- Born: November 19, 1935
- Died: July 28, 2022 (aged 86)
- Occupation: Novelist
- Years active: 1965–2022

= Mark Smith (novelist) =

American novelist (1935–2022)

Mark Smith (November 19, 1935 – July 28, 2022) was an American novelist. A professor of English at the University of New Hampshire, he authored several novels spanning literary fiction and crime fiction, his works were recognized for physiological insight and narrative innovation.

Smith's debut, Toyland (1965), was followed by The Middleman (1967), Doctor Blues (1983), and Smoke Street (1984). Two of his novels The Moon Lamp (1976) and The Delphinium Girl (1980) were selected by the Book of the Month Club. His most acclaimed work, The Death of the Detective (1973) was nominated for the National Book Award in 1974, and a was a New York Times bestseller. The Death of the Detective was reprinted in 2015 by Brash Books.

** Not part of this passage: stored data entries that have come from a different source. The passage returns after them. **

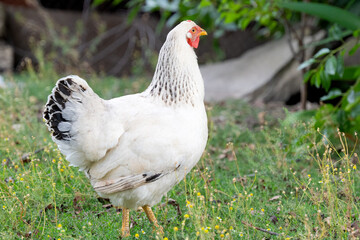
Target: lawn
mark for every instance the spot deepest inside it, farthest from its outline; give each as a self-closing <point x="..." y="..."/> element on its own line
<point x="262" y="176"/>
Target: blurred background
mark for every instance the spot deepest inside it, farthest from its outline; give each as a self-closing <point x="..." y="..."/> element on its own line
<point x="295" y="53"/>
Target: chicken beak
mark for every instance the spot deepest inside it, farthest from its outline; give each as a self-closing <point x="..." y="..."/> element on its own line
<point x="202" y="33"/>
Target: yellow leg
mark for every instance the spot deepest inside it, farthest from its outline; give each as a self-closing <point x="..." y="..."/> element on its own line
<point x="152" y="218"/>
<point x="125" y="229"/>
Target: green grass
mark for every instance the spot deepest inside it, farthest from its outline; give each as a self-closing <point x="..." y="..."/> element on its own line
<point x="276" y="175"/>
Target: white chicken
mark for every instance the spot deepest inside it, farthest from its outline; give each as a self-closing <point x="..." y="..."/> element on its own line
<point x="135" y="148"/>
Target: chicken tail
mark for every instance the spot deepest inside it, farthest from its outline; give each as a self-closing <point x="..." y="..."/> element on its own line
<point x="58" y="121"/>
<point x="76" y="116"/>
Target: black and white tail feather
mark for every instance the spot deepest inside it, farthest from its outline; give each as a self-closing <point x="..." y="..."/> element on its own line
<point x="79" y="122"/>
<point x="77" y="118"/>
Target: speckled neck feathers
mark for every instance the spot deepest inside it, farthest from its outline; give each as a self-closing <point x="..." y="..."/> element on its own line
<point x="177" y="78"/>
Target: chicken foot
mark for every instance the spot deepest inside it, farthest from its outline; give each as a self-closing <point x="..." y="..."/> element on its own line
<point x="125" y="229"/>
<point x="150" y="215"/>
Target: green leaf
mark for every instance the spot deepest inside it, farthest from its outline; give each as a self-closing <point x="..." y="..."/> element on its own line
<point x="308" y="75"/>
<point x="340" y="66"/>
<point x="324" y="11"/>
<point x="306" y="63"/>
<point x="331" y="65"/>
<point x="244" y="23"/>
<point x="318" y="79"/>
<point x="334" y="93"/>
<point x="204" y="3"/>
<point x="325" y="80"/>
<point x="322" y="52"/>
<point x="354" y="49"/>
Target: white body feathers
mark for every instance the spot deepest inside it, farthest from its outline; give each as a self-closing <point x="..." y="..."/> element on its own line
<point x="135" y="148"/>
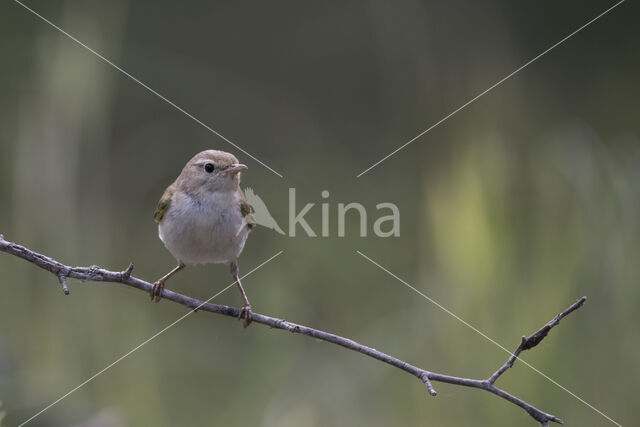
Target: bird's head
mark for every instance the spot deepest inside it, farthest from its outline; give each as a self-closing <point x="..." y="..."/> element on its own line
<point x="211" y="171"/>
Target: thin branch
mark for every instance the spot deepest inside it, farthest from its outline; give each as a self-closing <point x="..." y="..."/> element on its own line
<point x="535" y="338"/>
<point x="97" y="274"/>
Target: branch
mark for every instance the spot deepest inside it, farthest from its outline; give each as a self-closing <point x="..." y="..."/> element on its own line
<point x="97" y="274"/>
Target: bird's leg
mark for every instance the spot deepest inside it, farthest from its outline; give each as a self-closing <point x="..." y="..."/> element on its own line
<point x="158" y="286"/>
<point x="245" y="311"/>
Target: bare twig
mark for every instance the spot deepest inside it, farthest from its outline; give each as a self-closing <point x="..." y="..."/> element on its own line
<point x="534" y="339"/>
<point x="97" y="274"/>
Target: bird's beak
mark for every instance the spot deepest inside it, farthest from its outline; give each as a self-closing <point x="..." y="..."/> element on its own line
<point x="235" y="168"/>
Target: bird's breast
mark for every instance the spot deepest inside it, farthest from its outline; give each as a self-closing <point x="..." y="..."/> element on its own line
<point x="197" y="232"/>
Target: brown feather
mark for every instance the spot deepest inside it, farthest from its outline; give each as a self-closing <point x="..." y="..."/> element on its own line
<point x="164" y="203"/>
<point x="247" y="210"/>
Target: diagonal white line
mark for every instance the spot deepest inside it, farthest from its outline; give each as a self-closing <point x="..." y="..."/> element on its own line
<point x="153" y="91"/>
<point x="490" y="88"/>
<point x="487" y="337"/>
<point x="190" y="312"/>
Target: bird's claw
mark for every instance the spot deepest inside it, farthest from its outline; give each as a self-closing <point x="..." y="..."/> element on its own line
<point x="156" y="290"/>
<point x="245" y="314"/>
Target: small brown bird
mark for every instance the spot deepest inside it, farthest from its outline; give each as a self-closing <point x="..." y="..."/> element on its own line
<point x="204" y="217"/>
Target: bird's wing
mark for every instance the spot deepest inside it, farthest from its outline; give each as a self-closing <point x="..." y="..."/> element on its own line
<point x="164" y="203"/>
<point x="247" y="210"/>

Smith continued to be cited posthumously in academic and literary circles for his contributions to postmodern American fiction. Following his death in 2022, retrospectives and obituaries highlighted his unique voice and genre-defying style. A collection of his unpublished papers and drafts was donated to the University of New Hampshire's special collections archive in 2023, providing new insight into his creative process and literary development.